Troquer un enfer contre un autre, c’est ce que font ces jeunes filles en manque. Happées par les drogues dures, elles se rabattent sur « silissione » ( Solvant volatil ) lorsqu’elles n’ont pas les moyens de se procurer leur dose. Une véritable descente aux enfers.

 

Par Hayat Kamal Idrissi

 

Nous l’avons rencontré dans l’une des ruelles sinueuses de Derb Sultan. Elle ne voulait pas nous retrouver dans un café ou un lieu public. Arrivée en retard, le souffle haletant, Touria nous adresse, avec bonhomie, un sourire édenté en se fondant en excuses. Ça fait plusieurs jours qu’on fixe et que l’on reporte à la dernière minute nos rendez-vous. Son corps frêle est camouflé sous une tonne de vêtements sportifs, ses cheveux teintés pointent sous son gros bonnet. On dirait qu’elle se cache.

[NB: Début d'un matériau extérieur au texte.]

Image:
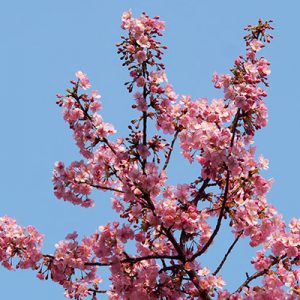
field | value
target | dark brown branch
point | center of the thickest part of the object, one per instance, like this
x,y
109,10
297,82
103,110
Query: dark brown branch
x,y
171,149
103,139
227,254
200,193
132,260
98,291
219,221
103,187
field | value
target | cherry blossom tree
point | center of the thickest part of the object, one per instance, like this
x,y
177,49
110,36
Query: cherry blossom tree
x,y
168,227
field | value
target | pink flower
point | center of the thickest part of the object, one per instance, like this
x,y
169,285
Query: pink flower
x,y
140,56
141,81
83,80
256,45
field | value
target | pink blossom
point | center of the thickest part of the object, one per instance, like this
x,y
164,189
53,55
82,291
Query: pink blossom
x,y
83,80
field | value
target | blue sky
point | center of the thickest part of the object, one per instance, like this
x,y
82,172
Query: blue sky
x,y
44,42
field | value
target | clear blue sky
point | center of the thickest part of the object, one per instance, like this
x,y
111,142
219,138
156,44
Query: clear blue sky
x,y
44,42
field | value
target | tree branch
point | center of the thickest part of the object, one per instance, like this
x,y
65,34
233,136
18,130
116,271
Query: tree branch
x,y
227,253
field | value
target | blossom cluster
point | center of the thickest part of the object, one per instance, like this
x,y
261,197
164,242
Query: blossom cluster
x,y
168,227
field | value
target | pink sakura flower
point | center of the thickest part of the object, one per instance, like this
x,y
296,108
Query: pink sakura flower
x,y
158,77
72,236
263,163
256,45
126,19
141,81
83,80
140,56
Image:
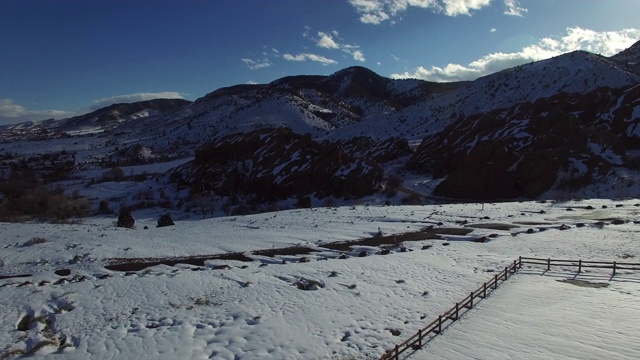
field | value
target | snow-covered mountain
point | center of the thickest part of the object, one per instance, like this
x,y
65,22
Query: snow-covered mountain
x,y
578,91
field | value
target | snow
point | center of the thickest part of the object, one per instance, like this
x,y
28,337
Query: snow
x,y
254,310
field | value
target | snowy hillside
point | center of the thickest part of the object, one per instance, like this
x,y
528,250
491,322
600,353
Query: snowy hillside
x,y
319,300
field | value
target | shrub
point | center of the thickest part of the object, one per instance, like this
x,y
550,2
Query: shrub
x,y
104,207
165,220
125,218
304,202
113,174
35,240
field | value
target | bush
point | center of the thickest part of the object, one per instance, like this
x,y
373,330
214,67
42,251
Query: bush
x,y
304,202
165,220
125,218
35,240
113,174
104,207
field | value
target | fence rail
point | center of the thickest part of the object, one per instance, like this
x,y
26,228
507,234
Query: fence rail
x,y
448,317
580,264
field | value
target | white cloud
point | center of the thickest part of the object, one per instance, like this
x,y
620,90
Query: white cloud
x,y
378,11
332,41
326,41
311,57
11,113
130,98
256,64
513,8
606,43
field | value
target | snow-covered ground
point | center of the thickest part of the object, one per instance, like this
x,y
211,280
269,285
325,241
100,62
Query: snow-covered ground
x,y
355,308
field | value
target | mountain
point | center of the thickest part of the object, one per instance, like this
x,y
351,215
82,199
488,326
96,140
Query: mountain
x,y
562,123
568,140
629,58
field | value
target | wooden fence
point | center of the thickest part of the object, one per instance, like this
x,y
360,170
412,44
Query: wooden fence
x,y
580,264
434,328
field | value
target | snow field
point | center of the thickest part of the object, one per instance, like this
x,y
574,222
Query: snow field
x,y
254,310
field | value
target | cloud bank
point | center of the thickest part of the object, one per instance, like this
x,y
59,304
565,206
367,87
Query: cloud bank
x,y
257,64
606,43
378,11
130,98
334,42
13,113
311,57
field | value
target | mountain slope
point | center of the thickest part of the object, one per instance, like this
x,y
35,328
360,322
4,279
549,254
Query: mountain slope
x,y
565,141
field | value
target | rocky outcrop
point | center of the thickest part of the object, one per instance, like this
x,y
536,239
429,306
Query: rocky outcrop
x,y
565,140
277,164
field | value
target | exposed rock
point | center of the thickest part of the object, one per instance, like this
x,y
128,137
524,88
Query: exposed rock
x,y
565,141
276,164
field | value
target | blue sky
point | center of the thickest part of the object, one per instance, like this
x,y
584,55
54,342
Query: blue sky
x,y
66,57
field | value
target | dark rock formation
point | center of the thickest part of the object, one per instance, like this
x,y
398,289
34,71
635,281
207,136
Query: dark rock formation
x,y
565,141
276,164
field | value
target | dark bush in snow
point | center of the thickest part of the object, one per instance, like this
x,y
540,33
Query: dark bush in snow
x,y
165,220
125,219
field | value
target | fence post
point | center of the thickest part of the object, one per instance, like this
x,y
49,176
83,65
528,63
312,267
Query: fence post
x,y
457,310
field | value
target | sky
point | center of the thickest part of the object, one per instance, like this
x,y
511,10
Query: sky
x,y
61,58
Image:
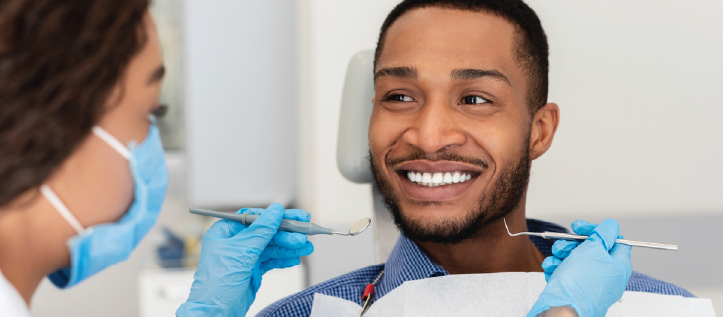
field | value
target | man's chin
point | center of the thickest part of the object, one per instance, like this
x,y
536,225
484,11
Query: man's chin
x,y
443,230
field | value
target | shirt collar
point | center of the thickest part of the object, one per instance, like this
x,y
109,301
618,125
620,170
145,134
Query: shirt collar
x,y
407,262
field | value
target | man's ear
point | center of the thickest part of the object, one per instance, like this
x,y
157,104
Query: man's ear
x,y
544,126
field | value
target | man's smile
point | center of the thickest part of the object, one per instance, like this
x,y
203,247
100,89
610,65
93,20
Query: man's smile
x,y
428,181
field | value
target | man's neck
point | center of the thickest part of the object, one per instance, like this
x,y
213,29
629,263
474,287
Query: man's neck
x,y
491,250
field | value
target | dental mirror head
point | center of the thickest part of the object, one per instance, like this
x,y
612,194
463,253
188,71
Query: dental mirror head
x,y
357,228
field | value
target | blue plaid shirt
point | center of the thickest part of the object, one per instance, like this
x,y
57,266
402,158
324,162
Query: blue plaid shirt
x,y
407,262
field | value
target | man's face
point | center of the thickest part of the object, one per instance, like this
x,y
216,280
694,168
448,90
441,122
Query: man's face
x,y
450,107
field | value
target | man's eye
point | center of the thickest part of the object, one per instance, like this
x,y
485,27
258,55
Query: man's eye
x,y
399,98
474,100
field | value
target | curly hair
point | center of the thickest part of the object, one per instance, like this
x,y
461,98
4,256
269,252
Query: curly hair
x,y
60,61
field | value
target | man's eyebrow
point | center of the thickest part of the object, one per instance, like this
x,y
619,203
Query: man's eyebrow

Méfiante au début, la jeune femme se met à l’aise aussitôt et nous raconte son histoire après avoir avoué : «J’ai avalé un comprimé d’extasie avant de venir vous rejoindre question de me détendre», nous lance-t-elle naturellement en riant.  Trente ans, mère d’un enfant, un diplôme d’aide soignante en poche, le visage de Touria conserve malgré les dégâts très perceptibles, les vestiges d’une grande beauté antérieure. « A l’âge de 13 ans, j’étais déjà une bombe. Tout le monde me courtisait et j’étais insaisissable. Mais les mauvaises fréquentations causeront ma perte», nous raconte-t-elle, les larmes aux yeux.

 

 

Pour la jeune femme, le déménagement de ses parents dans le quartier de Kruâa à Casablanca, a été le coup fatal à son avenir. Elève appliquée, elle avait de beaux jours devant elle jusqu’à ce qu’elle découvre « chicha » puis les autres drogues avec ses copines et leurs copains. Commençant par des cigarettes fumées à la sauvette entre deux cours, elle finira par passer des journées et des soirées entières dans des lieux malfamés ; où tout est disponible pour une jolie fille comme elle.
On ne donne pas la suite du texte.